When rsync is started with many descriptors already open -- e.g. inherited
from a parent process that leaked fds, a high "ulimit -n", or a busy daemon
-- its own socket and pipe fds get allocated at or above 1024. FD_SET() and
FD_ISSET() then index past the end of the fixed-size fd_set, which is
undefined behavior: select() reports the fd as ready, but FD_ISSET() reads
the out-of-bounds bit as 0, so the read or write never happens and rsync
spins at 100% CPU forever with no progress. This is the long-standing
"rsync hangs at 100% CPU on large systems" report, and it matches the
MemorySanitizer use-of-uninitialized-value seen in perform_io.

Convert the three loops to poll(), which identifies descriptors by value in
a small array and has no FD_SETSIZE ceiling, so a high-numbered fd works
fine. rsync only ever waits on a handful of fds (at most three in
perform_io: in_fd, out_fd, and the files-from forward fd), so poll() is as
fast as -- or faster than -- select() here; the select()-vs-poll() cost gap
only appears when watching thousands of descriptors, which rsync never
does.
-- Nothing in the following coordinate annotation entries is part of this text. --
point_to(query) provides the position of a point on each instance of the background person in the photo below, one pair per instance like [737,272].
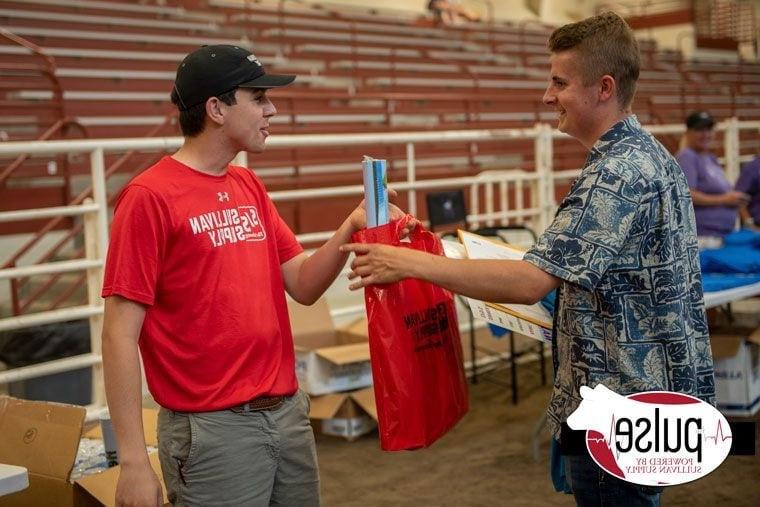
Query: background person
[749,183]
[630,312]
[716,203]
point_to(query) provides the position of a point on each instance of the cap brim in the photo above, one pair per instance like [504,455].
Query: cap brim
[269,81]
[702,125]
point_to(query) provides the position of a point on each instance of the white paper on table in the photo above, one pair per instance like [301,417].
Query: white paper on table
[531,320]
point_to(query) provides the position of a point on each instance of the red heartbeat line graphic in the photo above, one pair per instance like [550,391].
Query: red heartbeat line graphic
[719,434]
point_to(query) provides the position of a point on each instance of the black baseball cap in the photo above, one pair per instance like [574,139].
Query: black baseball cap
[699,120]
[214,70]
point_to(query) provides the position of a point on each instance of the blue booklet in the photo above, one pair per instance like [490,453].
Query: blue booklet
[375,174]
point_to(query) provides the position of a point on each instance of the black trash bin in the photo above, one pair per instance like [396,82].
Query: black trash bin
[38,344]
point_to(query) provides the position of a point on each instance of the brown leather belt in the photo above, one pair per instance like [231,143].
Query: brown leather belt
[259,404]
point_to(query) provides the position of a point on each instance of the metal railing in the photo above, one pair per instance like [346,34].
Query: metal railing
[496,197]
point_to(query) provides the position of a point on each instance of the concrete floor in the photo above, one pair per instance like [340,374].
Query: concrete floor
[487,461]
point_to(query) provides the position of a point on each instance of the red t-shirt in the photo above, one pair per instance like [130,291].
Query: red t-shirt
[203,253]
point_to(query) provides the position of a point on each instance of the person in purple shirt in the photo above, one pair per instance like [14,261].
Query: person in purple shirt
[716,204]
[749,183]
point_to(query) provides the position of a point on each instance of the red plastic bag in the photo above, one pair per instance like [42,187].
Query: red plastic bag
[417,370]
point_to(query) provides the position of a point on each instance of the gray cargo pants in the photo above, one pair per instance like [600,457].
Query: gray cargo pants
[257,458]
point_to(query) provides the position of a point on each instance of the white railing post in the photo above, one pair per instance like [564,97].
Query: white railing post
[411,177]
[474,204]
[731,148]
[544,154]
[96,245]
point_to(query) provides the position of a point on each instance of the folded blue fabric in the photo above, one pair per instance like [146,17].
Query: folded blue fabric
[712,282]
[557,469]
[730,259]
[743,237]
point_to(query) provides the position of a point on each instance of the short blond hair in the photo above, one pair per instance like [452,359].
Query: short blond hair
[606,45]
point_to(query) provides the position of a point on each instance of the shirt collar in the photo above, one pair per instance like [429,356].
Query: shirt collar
[622,129]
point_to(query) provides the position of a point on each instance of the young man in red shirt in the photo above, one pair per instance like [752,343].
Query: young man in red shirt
[196,275]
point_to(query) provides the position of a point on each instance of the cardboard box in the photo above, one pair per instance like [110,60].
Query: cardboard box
[44,438]
[327,361]
[736,357]
[347,415]
[150,428]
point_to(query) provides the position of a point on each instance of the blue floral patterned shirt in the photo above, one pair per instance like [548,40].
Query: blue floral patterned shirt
[630,311]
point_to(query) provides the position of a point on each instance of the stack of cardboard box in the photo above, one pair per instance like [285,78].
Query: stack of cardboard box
[333,368]
[736,356]
[44,438]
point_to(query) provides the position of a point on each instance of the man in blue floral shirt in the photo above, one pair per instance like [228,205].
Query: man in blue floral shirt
[622,250]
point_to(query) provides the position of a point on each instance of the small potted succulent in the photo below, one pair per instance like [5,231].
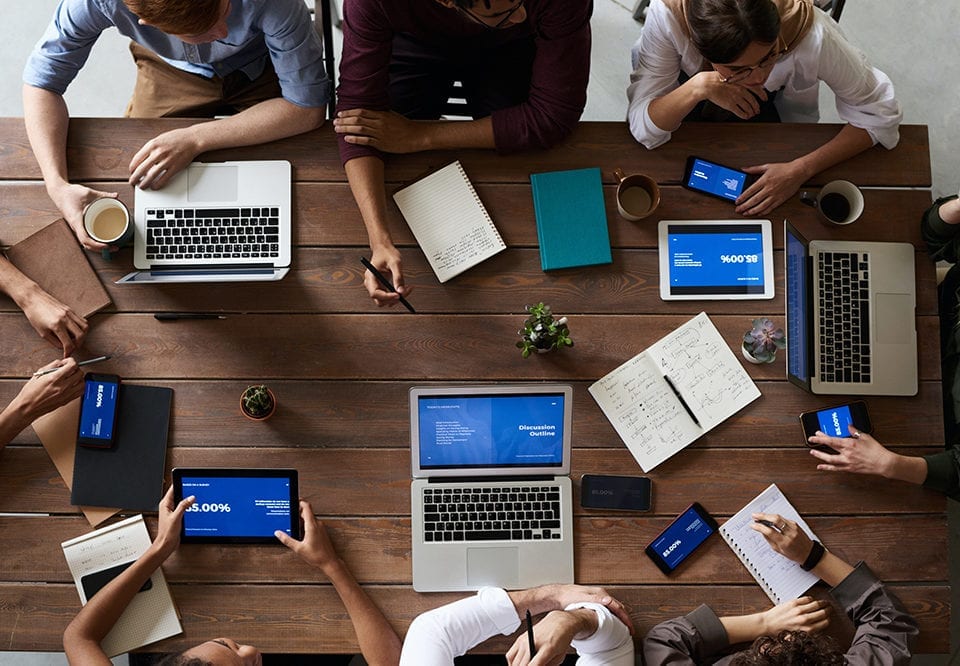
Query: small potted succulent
[542,331]
[760,343]
[258,403]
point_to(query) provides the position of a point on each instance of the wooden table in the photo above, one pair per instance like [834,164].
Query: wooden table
[342,368]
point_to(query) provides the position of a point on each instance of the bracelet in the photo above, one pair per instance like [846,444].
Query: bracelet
[813,559]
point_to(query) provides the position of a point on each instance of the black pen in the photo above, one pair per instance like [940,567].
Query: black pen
[533,646]
[175,316]
[682,401]
[385,282]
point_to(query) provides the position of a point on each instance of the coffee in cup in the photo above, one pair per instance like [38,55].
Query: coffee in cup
[637,195]
[839,202]
[107,220]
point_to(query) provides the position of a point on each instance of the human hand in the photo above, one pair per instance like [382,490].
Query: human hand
[387,261]
[803,614]
[790,541]
[552,637]
[53,321]
[385,130]
[315,549]
[777,183]
[71,199]
[170,520]
[163,157]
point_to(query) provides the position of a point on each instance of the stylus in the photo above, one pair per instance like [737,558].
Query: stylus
[385,283]
[682,401]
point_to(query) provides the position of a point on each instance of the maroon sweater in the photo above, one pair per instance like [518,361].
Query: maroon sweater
[561,66]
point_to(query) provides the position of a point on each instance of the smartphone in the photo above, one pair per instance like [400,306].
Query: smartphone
[834,421]
[715,180]
[622,493]
[683,536]
[98,411]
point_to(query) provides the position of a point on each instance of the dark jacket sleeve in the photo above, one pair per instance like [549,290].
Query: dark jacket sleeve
[885,632]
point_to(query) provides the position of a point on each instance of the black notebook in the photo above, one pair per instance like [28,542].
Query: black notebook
[129,474]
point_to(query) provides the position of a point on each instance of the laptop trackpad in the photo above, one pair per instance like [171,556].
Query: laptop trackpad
[498,567]
[212,183]
[894,322]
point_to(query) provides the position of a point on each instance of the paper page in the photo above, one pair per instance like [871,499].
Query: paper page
[781,578]
[449,222]
[151,615]
[703,368]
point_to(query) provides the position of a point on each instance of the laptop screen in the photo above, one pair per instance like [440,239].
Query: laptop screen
[491,431]
[798,347]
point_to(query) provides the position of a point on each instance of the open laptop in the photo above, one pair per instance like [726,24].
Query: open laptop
[851,321]
[491,498]
[215,222]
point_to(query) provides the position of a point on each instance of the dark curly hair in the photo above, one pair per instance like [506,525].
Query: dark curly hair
[791,648]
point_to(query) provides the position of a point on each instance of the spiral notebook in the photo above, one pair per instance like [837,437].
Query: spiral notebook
[782,579]
[449,221]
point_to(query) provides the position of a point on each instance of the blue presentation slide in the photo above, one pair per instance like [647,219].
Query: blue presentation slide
[99,403]
[716,259]
[716,179]
[834,422]
[491,431]
[681,538]
[236,507]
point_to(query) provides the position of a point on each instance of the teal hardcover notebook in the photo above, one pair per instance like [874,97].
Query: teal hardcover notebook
[571,218]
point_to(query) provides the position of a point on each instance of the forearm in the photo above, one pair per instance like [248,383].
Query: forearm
[379,643]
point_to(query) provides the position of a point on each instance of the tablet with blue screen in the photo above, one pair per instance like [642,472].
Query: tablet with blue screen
[716,260]
[238,505]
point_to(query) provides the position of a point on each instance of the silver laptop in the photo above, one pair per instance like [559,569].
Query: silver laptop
[215,222]
[851,316]
[491,499]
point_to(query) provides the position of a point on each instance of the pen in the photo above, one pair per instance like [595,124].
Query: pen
[174,316]
[682,401]
[385,282]
[41,373]
[533,646]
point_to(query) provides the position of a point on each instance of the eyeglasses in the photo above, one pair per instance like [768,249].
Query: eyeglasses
[741,73]
[502,16]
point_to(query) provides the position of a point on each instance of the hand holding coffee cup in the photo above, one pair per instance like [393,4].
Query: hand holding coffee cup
[637,195]
[839,202]
[108,221]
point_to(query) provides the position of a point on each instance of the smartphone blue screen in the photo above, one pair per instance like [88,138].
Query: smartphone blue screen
[681,538]
[834,421]
[99,405]
[715,179]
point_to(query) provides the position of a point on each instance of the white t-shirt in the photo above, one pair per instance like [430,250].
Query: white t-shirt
[437,636]
[864,93]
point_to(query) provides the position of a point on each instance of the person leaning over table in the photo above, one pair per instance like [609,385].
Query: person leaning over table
[738,56]
[40,395]
[258,59]
[378,641]
[524,66]
[587,618]
[788,632]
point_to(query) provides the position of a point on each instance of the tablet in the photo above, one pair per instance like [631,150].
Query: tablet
[716,260]
[238,505]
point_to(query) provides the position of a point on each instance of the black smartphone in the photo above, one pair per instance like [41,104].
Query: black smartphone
[622,493]
[98,411]
[715,180]
[683,536]
[834,422]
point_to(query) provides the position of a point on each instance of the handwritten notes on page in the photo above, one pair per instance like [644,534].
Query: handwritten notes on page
[782,579]
[151,615]
[449,221]
[649,416]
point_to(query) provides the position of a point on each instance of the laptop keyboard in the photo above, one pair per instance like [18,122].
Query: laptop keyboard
[213,233]
[516,513]
[844,334]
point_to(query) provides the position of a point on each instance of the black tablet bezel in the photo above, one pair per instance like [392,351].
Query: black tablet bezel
[233,472]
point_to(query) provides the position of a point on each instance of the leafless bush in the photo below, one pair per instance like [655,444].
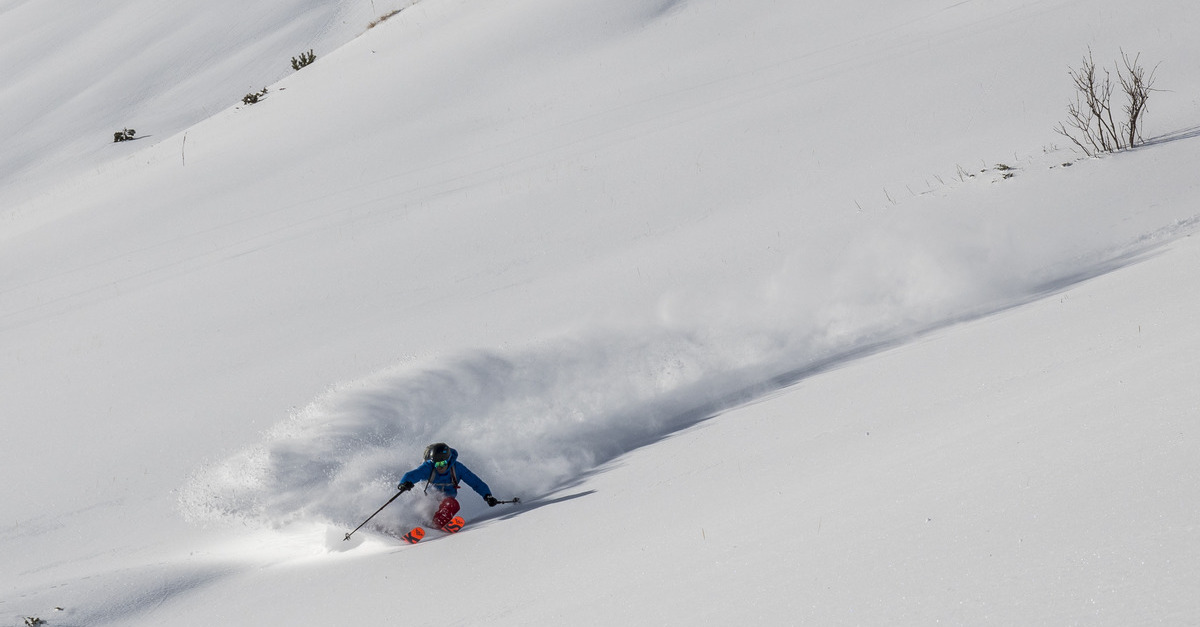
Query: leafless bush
[1091,124]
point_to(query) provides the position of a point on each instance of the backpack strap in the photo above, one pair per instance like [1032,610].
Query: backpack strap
[433,472]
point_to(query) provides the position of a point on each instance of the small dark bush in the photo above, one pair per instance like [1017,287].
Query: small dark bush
[303,60]
[253,96]
[1091,124]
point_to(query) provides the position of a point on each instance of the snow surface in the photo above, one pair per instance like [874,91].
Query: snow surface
[736,296]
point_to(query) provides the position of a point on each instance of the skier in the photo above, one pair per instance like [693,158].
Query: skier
[443,471]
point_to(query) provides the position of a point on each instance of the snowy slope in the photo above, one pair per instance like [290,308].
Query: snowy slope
[706,282]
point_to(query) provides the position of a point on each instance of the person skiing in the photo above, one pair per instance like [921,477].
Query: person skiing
[443,471]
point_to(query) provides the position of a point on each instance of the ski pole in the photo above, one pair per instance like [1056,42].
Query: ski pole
[372,515]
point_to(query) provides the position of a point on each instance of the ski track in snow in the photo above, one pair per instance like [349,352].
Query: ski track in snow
[538,419]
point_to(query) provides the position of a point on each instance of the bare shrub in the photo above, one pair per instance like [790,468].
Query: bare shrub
[1091,124]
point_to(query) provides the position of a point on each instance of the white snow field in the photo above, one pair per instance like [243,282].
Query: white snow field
[771,312]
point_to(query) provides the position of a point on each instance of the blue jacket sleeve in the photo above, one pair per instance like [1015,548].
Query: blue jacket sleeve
[419,473]
[469,478]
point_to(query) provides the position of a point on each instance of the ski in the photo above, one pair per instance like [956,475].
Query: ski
[418,533]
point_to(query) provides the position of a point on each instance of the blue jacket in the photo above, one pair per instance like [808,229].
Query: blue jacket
[445,481]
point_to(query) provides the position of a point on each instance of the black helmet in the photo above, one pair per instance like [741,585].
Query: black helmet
[438,452]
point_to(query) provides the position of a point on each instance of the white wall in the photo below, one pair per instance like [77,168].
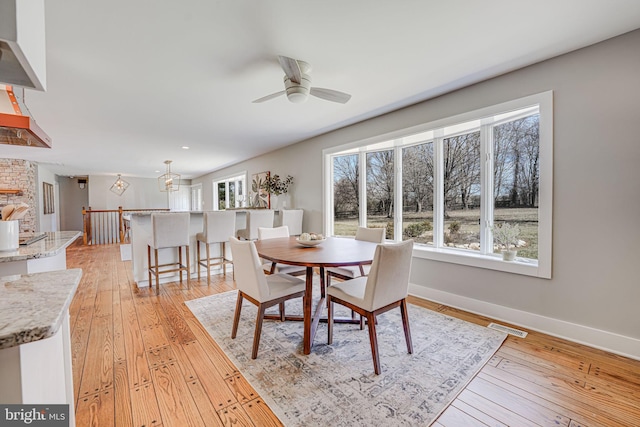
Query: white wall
[142,193]
[594,292]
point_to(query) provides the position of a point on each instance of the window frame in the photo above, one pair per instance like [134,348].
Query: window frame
[542,267]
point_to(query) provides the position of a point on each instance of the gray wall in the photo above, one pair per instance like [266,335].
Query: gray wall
[594,292]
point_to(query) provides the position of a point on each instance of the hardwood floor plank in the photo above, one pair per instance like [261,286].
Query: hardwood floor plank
[217,388]
[137,365]
[261,414]
[177,406]
[235,416]
[96,410]
[98,374]
[528,379]
[242,389]
[144,405]
[122,396]
[205,407]
[479,415]
[454,417]
[494,410]
[529,409]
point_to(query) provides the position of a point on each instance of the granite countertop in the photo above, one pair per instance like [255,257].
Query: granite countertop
[51,245]
[32,306]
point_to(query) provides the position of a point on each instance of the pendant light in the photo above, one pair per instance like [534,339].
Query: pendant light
[169,181]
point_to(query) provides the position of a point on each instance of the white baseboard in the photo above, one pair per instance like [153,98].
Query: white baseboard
[608,341]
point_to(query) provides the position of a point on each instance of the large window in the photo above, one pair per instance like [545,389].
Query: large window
[230,192]
[446,184]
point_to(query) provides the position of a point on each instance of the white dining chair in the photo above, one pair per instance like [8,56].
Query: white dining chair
[256,218]
[262,290]
[374,235]
[385,288]
[265,233]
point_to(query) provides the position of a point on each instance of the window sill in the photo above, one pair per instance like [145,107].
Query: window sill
[522,266]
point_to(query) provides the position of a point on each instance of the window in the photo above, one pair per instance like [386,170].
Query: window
[230,192]
[445,184]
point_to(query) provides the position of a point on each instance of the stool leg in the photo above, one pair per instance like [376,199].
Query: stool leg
[180,263]
[198,257]
[208,264]
[149,264]
[188,268]
[157,270]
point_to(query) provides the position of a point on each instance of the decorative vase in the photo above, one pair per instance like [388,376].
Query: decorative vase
[509,255]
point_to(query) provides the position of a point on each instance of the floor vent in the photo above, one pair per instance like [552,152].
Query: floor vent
[512,331]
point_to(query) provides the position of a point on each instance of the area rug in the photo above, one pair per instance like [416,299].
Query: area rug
[335,385]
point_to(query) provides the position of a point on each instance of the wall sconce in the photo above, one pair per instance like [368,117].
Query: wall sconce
[169,181]
[120,186]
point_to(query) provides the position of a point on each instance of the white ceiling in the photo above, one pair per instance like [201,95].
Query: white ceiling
[131,82]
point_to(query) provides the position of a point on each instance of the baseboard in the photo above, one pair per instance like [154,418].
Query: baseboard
[603,340]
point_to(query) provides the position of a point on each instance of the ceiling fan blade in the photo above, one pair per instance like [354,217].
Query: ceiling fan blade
[268,97]
[330,95]
[291,68]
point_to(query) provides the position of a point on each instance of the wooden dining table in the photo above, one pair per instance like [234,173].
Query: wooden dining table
[333,252]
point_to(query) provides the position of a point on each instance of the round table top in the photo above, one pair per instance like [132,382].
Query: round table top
[334,252]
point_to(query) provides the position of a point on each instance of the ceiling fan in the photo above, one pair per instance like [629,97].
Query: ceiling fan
[297,83]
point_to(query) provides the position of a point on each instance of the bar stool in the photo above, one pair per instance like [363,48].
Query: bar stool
[168,230]
[292,218]
[256,218]
[217,227]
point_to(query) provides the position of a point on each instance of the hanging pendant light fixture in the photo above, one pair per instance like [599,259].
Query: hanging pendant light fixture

The remaining select(0, ...) call is a pure timed sleep with no fds
and is unaffected.

The conversion is behavior-preserving: the same max_fd bookkeeping decides
when there is nothing to wait on, the per-fd readiness checks map to the
matching pollfd revents, and the timeout is the same (now expressed in
milliseconds).

testsuite/highfd-hang_test.py reproduces the hang deterministically by
opening enough inheritable dummy fds to push rsync's descriptors past
FD_SETSIZE before an ordinary transfer; it hangs (caught by a timeout) on
the select() code and passes instantly with poll().